ATTITUDINE E VISUAL: il colpo d’occhio è senza dubbio buono. Ormai il Rock in Roma festival a Capannelle si è affermato come una delle realtà più solide del panorama musicale romano. Le notti cristalline dell’estate romana fanno da cornice a un paesaggio quasi onirico con la potenza del rock che si incontra con le luci che da lontano brillano nei Castelli romani. Ergo lo scenario è veramente dei migliori, e non molti festival in Europa possono vantarne di simili. Il palco è davvero dei grandi eventi e permette di godere anche delle scenografie ad hoc che le varie band decidono di esibire.
AUDIO: L’audio profonde in modo armonico su tutta la profondità dello spazio in cui sta il pubblico. Le guitar band con batteria rock si trovano a loro agio in questa situazione. Ancora di più Jared Leto che nella parte iniziale del concerto si lancia in assoli chitarristici tipo air metal, e nella parte finale, giocando (troppo!) col pubblico invece mette a disposizione le sue doti vocali nella parte acustica del concerto.
SETLIST: Ormai la band sembra avere adottato una scaletta diversa tra la partecipazione a una tournè o a un grande festival in questa occasione la mancanza del fratello Shannon Leto, arrestato qualche giorno fa in California per guida in stato di ebbrezza ha inciso. C’è stata una scelta che ha accontentato molto i giovanissimi, coinvolti spesso sul palco (forse per la produzione di un Dvd). Segnalo su tutte, le hits maggiormente conosciute dai ragazzi europei come The Kill, Northern Lights, City of Angels e la finale Up in the Air, con coro annesso.
MOMENTO MIGLIORE: Il pezzo più coinvolgente, a mio giudizio rimane Conquistador, che ha delle inflessioni psichedeliche davvero particolari. Il resto è sembrato davvero troppo piatto.
PUBBLICO: Era facile immaginarsi una isteria di massa collettiva, specie dei più giovanissimi. Meno immaginabile era la partecipazione maniacale anche di tanti ragazzi. Tutto coinvolgente e super organizzato dai fan club. Dai cartelli in aria dei pezzi, agli ombrelli aperti agli striscioni.
LOCURA: E’ esattamente ciò che è mancato, nessun pezzo di follia, tutto troppo programmato a tavolino. Eccessivo, dal palco a chi assisteva, anche i giochi di luce, i palloncini e il resto, troppo artefatto.

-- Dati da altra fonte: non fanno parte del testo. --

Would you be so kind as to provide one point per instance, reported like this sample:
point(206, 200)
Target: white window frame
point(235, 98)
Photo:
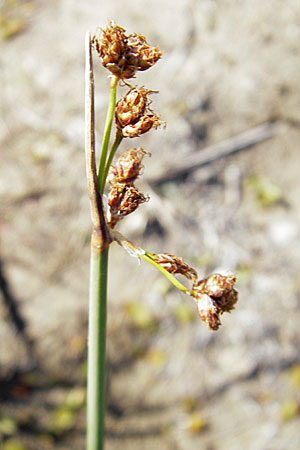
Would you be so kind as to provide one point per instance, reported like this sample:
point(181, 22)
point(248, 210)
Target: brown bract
point(133, 114)
point(123, 199)
point(175, 265)
point(124, 54)
point(128, 166)
point(215, 295)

CONCLUSIONI: Deludente. Credo, e non me ne voglia il pubblico appassionato, che ci si trovi davanti una band talentuosa, ma troppo da serata finale degli Oscar. E’ tutto un mainstream. Ormai Jared Leto, assolutamente a suo agio sul palco, sembra più una via di mezzo tra un predicatore e un divo di Hollywood. Le solite banalità sul cibo italiano, hanno fatto da contorno a uno spettacolo studiato a tavolino. Mancava il quom…quel qualcosa che per esempio hanno la E Street Band o i Kasabian.